Jan is a developer with ArangoDB since version 0.0.1. He works on the core components, such as the query language (AQL), the storage engine, and performance optimizations.
He originally intended to work in the field of economics, but somehow signed up to IT jobs and stuck with them ever since.
Running complex data queries in a distributed system
With the always-growing amount of data, it is getting increasingly hard to store and get it back efficiently. While the first versions of distributed databases have put all the burden of sharding on the application code, there are now some smarter solutions that handle most of the data distribution and resilience tasks inside the database.
This poses some interesting questions, e.g.
- how are other than by-primary-key queries actually organized and executed in a distributed system, so that they can run most efficiently?

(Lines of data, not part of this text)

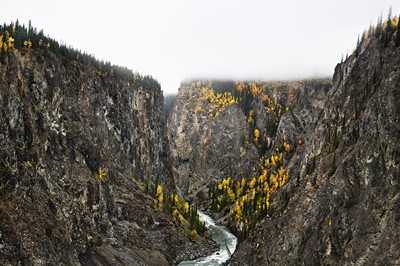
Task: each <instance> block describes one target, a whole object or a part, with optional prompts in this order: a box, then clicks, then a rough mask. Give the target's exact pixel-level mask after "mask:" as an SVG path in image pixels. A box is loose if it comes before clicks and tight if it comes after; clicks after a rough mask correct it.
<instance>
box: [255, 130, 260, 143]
mask: <svg viewBox="0 0 400 266" xmlns="http://www.w3.org/2000/svg"><path fill="white" fill-rule="evenodd" d="M259 138H260V130H258V129H257V128H256V129H254V140H255V142H258V139H259Z"/></svg>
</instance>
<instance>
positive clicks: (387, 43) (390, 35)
mask: <svg viewBox="0 0 400 266" xmlns="http://www.w3.org/2000/svg"><path fill="white" fill-rule="evenodd" d="M392 34H393V32H392V7H390V8H389V13H388V19H387V22H386V31H385V34H384V42H385V46H386V45H387V44H388V43H389V42H390V40H391V39H392Z"/></svg>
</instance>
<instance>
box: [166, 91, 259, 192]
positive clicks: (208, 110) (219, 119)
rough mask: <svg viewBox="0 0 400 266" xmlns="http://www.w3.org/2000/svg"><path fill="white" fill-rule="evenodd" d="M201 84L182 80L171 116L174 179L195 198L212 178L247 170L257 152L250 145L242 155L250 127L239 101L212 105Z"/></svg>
mask: <svg viewBox="0 0 400 266" xmlns="http://www.w3.org/2000/svg"><path fill="white" fill-rule="evenodd" d="M202 85H205V84H202V83H199V84H195V83H191V84H190V83H189V84H183V85H182V86H181V87H180V88H179V93H178V96H177V99H176V102H175V105H174V107H173V109H172V111H171V113H170V116H169V119H168V139H169V145H170V152H171V158H172V165H173V174H174V178H175V182H176V185H177V188H178V189H179V190H180V191H181V193H182V194H183V195H184V196H186V197H189V198H194V199H196V197H197V196H200V194H202V193H200V194H199V195H197V194H198V193H199V192H202V191H203V192H204V190H205V189H206V188H207V185H208V184H209V183H210V181H213V180H218V181H220V180H221V179H222V178H223V177H227V176H231V175H232V176H239V175H240V174H243V173H244V172H247V171H248V169H250V168H251V161H253V160H255V159H256V153H257V151H256V150H255V149H249V151H248V152H247V153H246V154H245V155H243V153H244V149H245V148H244V143H245V142H246V141H248V131H249V129H248V125H247V122H246V116H245V115H244V114H243V112H242V111H241V109H240V108H239V107H238V105H237V104H231V105H229V106H226V107H222V106H216V107H211V106H210V105H209V103H210V102H209V99H208V98H207V96H206V95H204V93H202V91H201V89H202V88H204V87H203V86H202ZM241 154H242V156H240V155H241Z"/></svg>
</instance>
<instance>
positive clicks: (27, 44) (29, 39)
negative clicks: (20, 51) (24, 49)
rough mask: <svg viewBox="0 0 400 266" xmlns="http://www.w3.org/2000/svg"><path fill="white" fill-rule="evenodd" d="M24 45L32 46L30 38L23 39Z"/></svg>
mask: <svg viewBox="0 0 400 266" xmlns="http://www.w3.org/2000/svg"><path fill="white" fill-rule="evenodd" d="M24 45H25V47H28V48H31V47H32V42H31V40H30V39H29V40H25V41H24Z"/></svg>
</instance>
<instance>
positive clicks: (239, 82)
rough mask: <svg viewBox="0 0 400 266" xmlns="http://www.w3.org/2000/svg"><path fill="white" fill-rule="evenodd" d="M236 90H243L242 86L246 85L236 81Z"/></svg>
mask: <svg viewBox="0 0 400 266" xmlns="http://www.w3.org/2000/svg"><path fill="white" fill-rule="evenodd" d="M235 85H236V90H237V91H238V92H242V91H243V90H244V88H245V87H246V85H244V83H243V82H236V84H235Z"/></svg>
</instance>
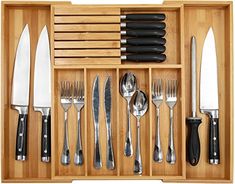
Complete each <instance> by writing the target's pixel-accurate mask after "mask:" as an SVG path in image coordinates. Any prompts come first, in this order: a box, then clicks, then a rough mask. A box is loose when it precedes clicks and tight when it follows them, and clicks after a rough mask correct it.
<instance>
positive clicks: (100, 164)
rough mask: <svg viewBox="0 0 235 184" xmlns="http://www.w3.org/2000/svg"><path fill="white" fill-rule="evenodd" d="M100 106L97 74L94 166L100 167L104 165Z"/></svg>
mask: <svg viewBox="0 0 235 184" xmlns="http://www.w3.org/2000/svg"><path fill="white" fill-rule="evenodd" d="M99 106H100V95H99V76H96V78H95V80H94V83H93V91H92V112H93V119H94V128H95V140H94V141H95V149H94V162H93V163H94V167H95V168H96V169H100V168H101V167H102V160H101V151H100V143H99V108H100V107H99Z"/></svg>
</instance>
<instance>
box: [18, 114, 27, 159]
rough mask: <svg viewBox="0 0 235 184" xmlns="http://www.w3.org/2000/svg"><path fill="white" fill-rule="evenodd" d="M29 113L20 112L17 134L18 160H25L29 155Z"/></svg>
mask: <svg viewBox="0 0 235 184" xmlns="http://www.w3.org/2000/svg"><path fill="white" fill-rule="evenodd" d="M27 119H28V115H27V114H19V118H18V126H17V134H16V158H15V159H16V160H20V161H24V160H26V156H27Z"/></svg>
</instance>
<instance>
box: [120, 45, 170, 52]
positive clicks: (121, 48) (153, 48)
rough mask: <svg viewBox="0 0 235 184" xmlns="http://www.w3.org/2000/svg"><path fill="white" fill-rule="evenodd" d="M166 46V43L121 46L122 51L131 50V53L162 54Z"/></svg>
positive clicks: (125, 51)
mask: <svg viewBox="0 0 235 184" xmlns="http://www.w3.org/2000/svg"><path fill="white" fill-rule="evenodd" d="M165 50H166V47H165V46H164V45H154V46H151V45H150V46H147V45H146V46H127V47H121V51H122V52H129V53H151V52H152V53H155V54H161V53H163V52H165Z"/></svg>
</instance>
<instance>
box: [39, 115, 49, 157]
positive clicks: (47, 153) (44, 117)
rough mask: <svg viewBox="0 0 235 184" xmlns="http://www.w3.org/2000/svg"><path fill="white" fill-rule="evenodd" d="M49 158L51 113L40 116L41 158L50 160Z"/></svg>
mask: <svg viewBox="0 0 235 184" xmlns="http://www.w3.org/2000/svg"><path fill="white" fill-rule="evenodd" d="M50 158H51V115H43V116H42V136H41V160H42V162H50Z"/></svg>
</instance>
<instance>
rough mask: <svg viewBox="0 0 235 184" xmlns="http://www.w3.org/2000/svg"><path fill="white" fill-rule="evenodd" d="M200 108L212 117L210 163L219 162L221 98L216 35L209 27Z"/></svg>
mask: <svg viewBox="0 0 235 184" xmlns="http://www.w3.org/2000/svg"><path fill="white" fill-rule="evenodd" d="M200 110H201V112H202V113H205V114H207V115H208V116H209V118H210V125H209V163H210V164H219V162H220V151H219V100H218V76H217V56H216V46H215V37H214V33H213V30H212V28H210V29H209V31H208V33H207V36H206V39H205V42H204V46H203V50H202V62H201V78H200Z"/></svg>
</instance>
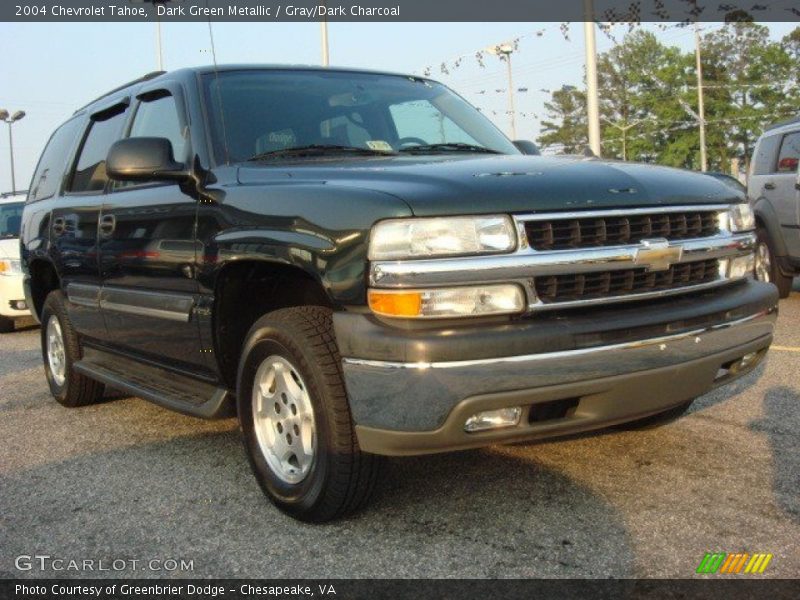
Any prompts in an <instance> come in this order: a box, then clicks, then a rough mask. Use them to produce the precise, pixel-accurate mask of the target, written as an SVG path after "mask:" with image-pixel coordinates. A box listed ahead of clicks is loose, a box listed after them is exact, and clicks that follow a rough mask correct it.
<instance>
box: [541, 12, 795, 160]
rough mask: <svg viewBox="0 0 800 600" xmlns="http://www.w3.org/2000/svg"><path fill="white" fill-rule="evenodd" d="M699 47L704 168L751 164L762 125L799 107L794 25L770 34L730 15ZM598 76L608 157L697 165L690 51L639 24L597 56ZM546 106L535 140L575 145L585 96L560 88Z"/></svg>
mask: <svg viewBox="0 0 800 600" xmlns="http://www.w3.org/2000/svg"><path fill="white" fill-rule="evenodd" d="M701 48H702V50H701V57H702V63H703V75H704V97H705V118H706V147H707V150H708V161H709V168H710V169H713V170H723V171H726V170H727V169H728V167H729V165H730V159H731V158H734V157H736V158H740V159H744V161H745V164H747V163H748V161H749V159H750V156H751V154H752V150H753V146H754V143H755V140H756V138H757V137H758V136H759V135H760V134H761V132H762V131H763V129H764V127H765V126H766V125H768V124H770V123H773V122H775V121H779V120H782V119H785V118H788V117H789V116H793V115H795V114H797V112H798V107H800V27H798V28H797V29H795V30H794V31H792V32H791V33H789V34H788V35H786V36H785V37H784V38H783V39H782V40H781V41H780V42H776V41H773V40H771V39H770V37H769V30H768V29H767V28H766V27H764V26H763V25H758V24H755V23H752V22H736V23H729V24H727V25H725V26H724V27H722V28H721V29H719V30H716V31H713V32H712V33H710V34H708V35H705V36H704V38H703V40H702V43H701ZM598 79H599V83H600V90H599V94H600V98H599V100H600V114H601V119H602V137H603V154H604V156H608V157H612V158H614V157H615V158H623V157H624V158H626V159H627V160H636V161H644V162H658V163H660V164H665V165H672V166H677V167H687V168H694V169H699V167H700V161H699V154H700V146H699V134H698V131H699V125H698V123H697V118H696V116H695V114H696V113H697V111H698V93H697V74H696V69H695V56H694V51H689V52H681V51H680V50H679V49H678V48H675V47H668V46H665V45H664V44H662V43H661V42H659V40H658V39H657V38H656V36H655V35H653V34H652V33H649V32H646V31H643V30H637V31H634V32H633V33H630V34H628V35H627V36H626V37H625V38H624V40H623V41H622V43H621V44H618V45H617V46H615V47H614V48H612V49H611V50H610V51H608V52H606V53H603V54H601V55H600V56H599V57H598ZM565 90H568V91H565ZM578 99H580V102H578ZM545 107H546V109H547V111H548V120H547V121H545V122H543V123H542V126H543V131H544V133H543V135H542V136H540V138H539V141H540V143H541V144H542V145H543V146H545V147H546V146H548V145H551V144H559V145H561V146H563V147H564V148H565V151H575V150H576V149H579V148H581V147H582V146H583V145H584V144H585V143H586V113H585V96H584V94H583V93H582V92H580V91H578V90H576V89H575V88H574V87H570V88H564V89H562V90H557V91H556V92H553V95H552V98H551V102H548V103H546V104H545ZM576 110H578V111H579V112H578V113H576Z"/></svg>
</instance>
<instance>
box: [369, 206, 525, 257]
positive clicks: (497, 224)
mask: <svg viewBox="0 0 800 600" xmlns="http://www.w3.org/2000/svg"><path fill="white" fill-rule="evenodd" d="M516 245H517V234H516V231H515V229H514V223H513V221H512V220H511V217H509V216H508V215H493V216H486V217H435V218H430V219H392V220H388V221H382V222H380V223H378V224H377V225H375V227H374V228H373V229H372V236H371V238H370V244H369V258H370V260H399V259H407V258H434V257H444V256H458V255H469V254H499V253H503V252H510V251H512V250H513V249H514V248H516Z"/></svg>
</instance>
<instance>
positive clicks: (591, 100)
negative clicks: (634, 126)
mask: <svg viewBox="0 0 800 600" xmlns="http://www.w3.org/2000/svg"><path fill="white" fill-rule="evenodd" d="M583 10H584V16H583V18H584V21H583V34H584V40H585V44H586V108H587V109H588V110H587V112H588V115H587V116H588V120H589V148H591V150H592V152H594V155H595V156H600V101H599V99H598V92H597V40H596V39H595V35H594V33H595V31H594V7H593V5H592V0H584V2H583Z"/></svg>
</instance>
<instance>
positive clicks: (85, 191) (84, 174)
mask: <svg viewBox="0 0 800 600" xmlns="http://www.w3.org/2000/svg"><path fill="white" fill-rule="evenodd" d="M127 116H128V101H127V99H126V100H123V101H119V100H117V101H114V103H112V104H111V105H110V106H107V107H105V108H103V109H102V110H100V111H98V112H95V113H94V114H92V115H90V117H89V120H88V123H87V125H86V129H85V131H84V134H83V138H82V140H81V144H80V147H79V149H78V152H77V158H76V159H75V161H74V163H73V165H72V169H71V171H70V174H69V176H68V177H67V181H66V185H65V190H64V194H63V196H62V197H60V198H57V199H56V200H55V201H54V202H53V211H52V214H51V216H50V240H51V245H50V252H51V257H52V260H53V262H54V264H55V266H56V269H57V271H58V273H59V275H60V276H61V280H62V289H64V290H65V291H66V294H67V297H68V298H69V303H68V309H67V310H68V311H69V316H70V320H71V321H72V324H73V325H74V326H75V328H76V330H77V331H78V332H80V333H81V334H83V335H85V336H88V337H91V338H97V339H103V338H105V336H106V328H105V324H104V322H103V317H102V315H101V313H100V309H99V305H98V301H99V293H100V286H101V280H100V269H99V264H98V248H97V241H98V240H97V226H98V220H99V216H100V209H101V207H102V205H103V202H104V198H105V192H106V188H107V185H108V177H107V176H106V155H107V154H108V150H109V148H110V147H111V145H112V144H113V143H114V142H115V141H116V140H117V139H119V137H120V136H121V135H122V131H123V128H124V125H125V120H126V118H127Z"/></svg>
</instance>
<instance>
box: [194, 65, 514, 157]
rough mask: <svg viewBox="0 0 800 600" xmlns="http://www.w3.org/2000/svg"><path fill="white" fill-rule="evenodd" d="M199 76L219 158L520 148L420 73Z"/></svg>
mask: <svg viewBox="0 0 800 600" xmlns="http://www.w3.org/2000/svg"><path fill="white" fill-rule="evenodd" d="M203 81H204V93H205V101H206V104H207V106H208V107H209V111H208V113H209V118H210V121H211V129H212V132H213V133H212V137H213V140H214V150H215V155H216V157H217V160H218V162H221V163H225V162H240V161H245V160H248V159H253V158H255V159H259V158H261V157H263V156H264V155H271V157H275V156H278V157H289V156H291V157H293V158H295V157H296V156H297V155H295V154H291V153H289V154H286V153H282V152H281V151H283V150H287V149H290V148H307V147H309V146H320V147H324V146H337V147H339V149H338V151H339V153H341V151H342V148H351V149H363V150H369V151H372V152H371V153H367V152H363V153H357V152H354V153H353V156H366V157H369V156H370V155H371V154H372V153H375V154H379V153H382V152H385V153H395V152H401V151H412V152H413V154H417V155H418V154H428V153H429V154H441V153H446V152H470V151H475V152H481V151H483V152H485V151H487V150H489V151H492V152H497V153H502V154H519V151H518V150H517V149H516V148H515V147H514V145H513V144H512V143H511V142H510V141H509V140H508V138H506V137H505V136H504V135H503V134H502V133H501V132H500V131H499V130H498V129H497V128H496V127H495V126H494V125H493V124H492V123H491V122H490V121H489V120H488V119H487V118H486V117H484V116H483V115H481V114H480V112H478V110H477V109H475V108H474V107H473V106H471V105H470V104H469V103H467V102H466V101H465V100H463V99H462V98H461V97H460V96H458V95H456V94H455V93H453V92H452V91H450V90H449V89H448V88H446V87H445V86H443V85H441V84H439V83H435V82H432V81H428V80H425V79H419V78H414V77H404V76H399V75H383V74H372V73H349V72H340V71H314V70H308V71H302V70H300V71H291V70H266V69H264V70H244V71H223V72H220V73H218V74H215V73H212V74H209V75H207V76H205V78H204V80H203ZM416 147H419V149H418V150H413V149H414V148H416ZM311 156H317V154H312V155H311Z"/></svg>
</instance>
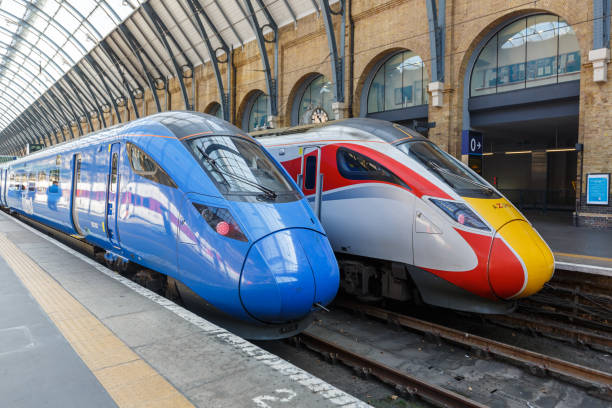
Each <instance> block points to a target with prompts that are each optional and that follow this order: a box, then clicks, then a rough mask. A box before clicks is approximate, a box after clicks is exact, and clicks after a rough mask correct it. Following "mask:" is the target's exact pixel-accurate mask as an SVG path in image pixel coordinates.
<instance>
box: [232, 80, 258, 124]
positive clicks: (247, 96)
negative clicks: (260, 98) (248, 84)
mask: <svg viewBox="0 0 612 408" xmlns="http://www.w3.org/2000/svg"><path fill="white" fill-rule="evenodd" d="M259 94H265V92H264V91H262V90H261V89H253V90H250V91H249V92H247V94H246V95H245V96H244V98H242V101H241V102H240V106H239V107H238V111H237V112H236V123H235V125H236V126H238V127H239V128H241V129H242V125H243V122H244V115H245V113H246V110H247V109H248V108H250V107H251V106H252V104H253V101H254V100H255V98H256V97H257V96H258V95H259Z"/></svg>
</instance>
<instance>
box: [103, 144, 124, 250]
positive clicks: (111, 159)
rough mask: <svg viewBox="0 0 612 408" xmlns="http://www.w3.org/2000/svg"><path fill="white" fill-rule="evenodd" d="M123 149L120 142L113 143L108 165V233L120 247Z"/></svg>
mask: <svg viewBox="0 0 612 408" xmlns="http://www.w3.org/2000/svg"><path fill="white" fill-rule="evenodd" d="M120 150H121V144H120V143H113V144H112V145H111V146H110V148H109V154H110V158H109V167H108V183H107V190H106V216H105V222H104V224H105V225H106V235H107V236H108V239H109V241H110V242H111V244H113V245H114V246H115V247H119V237H118V234H117V212H118V208H119V206H118V202H117V201H118V199H119V193H118V192H119V152H120Z"/></svg>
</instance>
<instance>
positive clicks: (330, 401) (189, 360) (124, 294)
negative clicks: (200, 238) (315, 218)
mask: <svg viewBox="0 0 612 408" xmlns="http://www.w3.org/2000/svg"><path fill="white" fill-rule="evenodd" d="M0 395H1V396H2V403H1V404H0V405H2V406H7V407H9V406H10V407H58V406H61V407H85V406H86V407H115V406H120V407H123V406H131V407H156V406H160V407H162V406H163V407H190V406H202V407H264V408H265V407H283V406H286V407H294V406H297V407H328V406H329V407H337V406H342V407H361V406H367V405H366V404H365V403H363V402H361V401H359V400H357V399H356V398H354V397H352V396H350V395H348V394H346V393H344V392H343V391H341V390H338V389H336V388H335V387H333V386H331V385H330V384H328V383H326V382H324V381H322V380H320V379H318V378H316V377H314V376H312V375H310V374H308V373H306V372H305V371H303V370H301V369H299V368H297V367H295V366H293V365H292V364H290V363H288V362H286V361H285V360H282V359H281V358H279V357H276V356H274V355H272V354H270V353H268V352H267V351H264V350H262V349H261V348H259V347H257V346H255V345H253V344H251V343H249V342H247V341H245V340H243V339H241V338H239V337H237V336H235V335H233V334H231V333H229V332H227V331H225V330H223V329H221V328H219V327H218V326H215V325H213V324H211V323H209V322H207V321H206V320H204V319H203V318H201V317H199V316H196V315H194V314H193V313H191V312H189V311H187V310H185V309H183V308H181V307H180V306H177V305H176V304H174V303H172V302H170V301H168V300H167V299H164V298H162V297H160V296H157V295H156V294H154V293H152V292H150V291H148V290H146V289H144V288H142V287H140V286H138V285H137V284H135V283H133V282H131V281H129V280H127V279H125V278H123V277H121V276H120V275H118V274H116V273H114V272H112V271H110V270H108V269H107V268H105V267H103V266H101V265H99V264H97V263H95V262H94V261H92V260H90V259H88V258H87V257H85V256H83V255H81V254H79V253H77V252H75V251H73V250H71V249H69V248H67V247H65V246H64V245H62V244H59V243H57V242H56V241H53V240H51V239H50V238H48V237H46V236H45V235H43V234H42V233H40V232H38V231H35V230H33V229H32V228H30V227H28V226H25V225H24V224H22V223H20V222H18V221H16V220H14V219H13V218H11V217H9V216H7V215H6V214H4V213H0Z"/></svg>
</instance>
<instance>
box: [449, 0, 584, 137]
mask: <svg viewBox="0 0 612 408" xmlns="http://www.w3.org/2000/svg"><path fill="white" fill-rule="evenodd" d="M544 13H545V14H553V15H556V16H559V17H560V18H561V19H563V20H565V21H566V22H567V23H568V25H569V26H570V27H571V28H572V30H573V31H574V34H575V35H576V39H577V41H578V46H579V48H580V58H581V61H586V60H587V59H588V50H589V49H590V46H589V41H590V32H589V27H585V24H584V23H585V22H583V21H580V19H579V18H578V17H577V16H574V18H573V20H572V18H568V17H567V16H569V15H571V13H569V12H568V10H567V9H566V8H565V7H562V6H561V5H559V4H558V3H553V4H551V6H550V7H547V8H530V7H526V8H524V9H520V10H516V11H514V12H512V13H507V14H504V15H503V16H499V17H497V18H495V17H494V16H492V17H491V18H490V21H489V22H488V23H487V24H486V26H485V27H484V28H483V29H482V30H481V31H480V32H479V33H478V35H477V36H476V37H474V38H473V39H472V40H471V41H470V43H469V45H468V46H467V48H466V49H465V53H464V54H463V57H462V59H461V63H460V66H459V71H458V76H457V91H458V92H457V94H458V96H459V98H457V108H458V112H462V111H463V114H461V113H459V125H460V126H463V125H462V119H463V115H464V114H465V112H464V103H465V97H464V95H465V91H466V89H465V88H466V87H465V84H466V83H468V84H469V79H466V77H467V76H469V75H470V72H468V70H469V69H470V68H471V67H470V61H471V59H472V57H473V56H474V54H477V53H479V52H480V51H481V50H482V47H484V46H485V45H486V42H485V40H487V39H488V38H491V37H492V36H493V35H495V34H496V33H497V32H499V31H500V30H501V29H503V27H505V26H506V25H508V24H511V23H512V22H513V21H516V20H518V19H520V18H523V17H527V16H529V15H534V14H544ZM574 23H583V24H576V25H574ZM459 47H460V46H459ZM459 49H462V48H459ZM475 58H478V55H476V56H475ZM583 75H584V72H582V70H581V72H580V77H581V78H582V77H583Z"/></svg>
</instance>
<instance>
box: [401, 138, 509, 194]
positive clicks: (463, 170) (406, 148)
mask: <svg viewBox="0 0 612 408" xmlns="http://www.w3.org/2000/svg"><path fill="white" fill-rule="evenodd" d="M397 148H398V149H399V150H401V151H402V152H404V153H406V154H408V156H410V157H412V158H413V159H415V160H416V161H418V162H419V163H421V164H422V165H424V166H425V167H427V168H428V169H430V170H431V171H432V172H433V173H434V174H435V175H436V176H437V177H438V178H439V179H440V180H442V181H443V182H445V183H446V184H448V185H449V186H450V187H452V188H453V190H455V191H456V192H457V194H459V195H461V196H464V197H476V198H499V197H500V195H499V194H498V193H497V192H496V191H495V190H494V189H493V188H492V187H491V186H490V185H489V184H488V183H487V182H486V181H485V180H483V179H482V178H481V177H479V176H478V175H477V174H476V173H474V172H473V171H472V170H470V169H467V168H465V167H464V166H462V165H461V164H459V163H458V162H457V161H456V160H455V159H454V158H453V157H451V156H450V155H449V154H448V153H445V152H444V151H442V149H440V148H439V147H438V146H436V145H435V144H433V143H431V142H426V141H414V142H411V141H408V142H405V143H402V144H400V145H398V146H397Z"/></svg>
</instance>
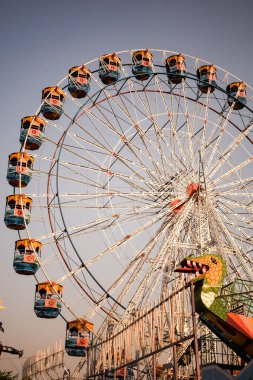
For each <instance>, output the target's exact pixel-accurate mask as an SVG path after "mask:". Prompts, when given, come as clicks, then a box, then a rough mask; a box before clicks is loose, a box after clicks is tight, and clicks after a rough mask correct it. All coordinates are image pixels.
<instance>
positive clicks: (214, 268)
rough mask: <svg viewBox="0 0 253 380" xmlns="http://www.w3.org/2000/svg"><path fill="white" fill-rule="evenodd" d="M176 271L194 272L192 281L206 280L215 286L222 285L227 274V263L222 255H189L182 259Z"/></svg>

- how do the contemporary distributed databases actually achieve transactional semantics for non-trivial operations that affect different shards/servers?
This talk will give an overview of these challenges and the available solutions that some open source distributed databases have picked to solve them.
The challenges of running distributed database queries
Writing a database engine for running queries on a single machine is challenging, but doable. Building a distributed database engine is even much harder. It is surprisingly hard to make distributed queries perform efficiently, and to make them behave according to the logical semantics of transactions. There are also various trade-offs here between performance and consistency.
In this talk we will overview some of the approaches that different database products, e.g. Google Spanner, CockroachDB, ArangoDB and MongoDB, have chosen to tackle this problem.
This talk targets developers that are interested in database technology in general and running distributed databases in particular.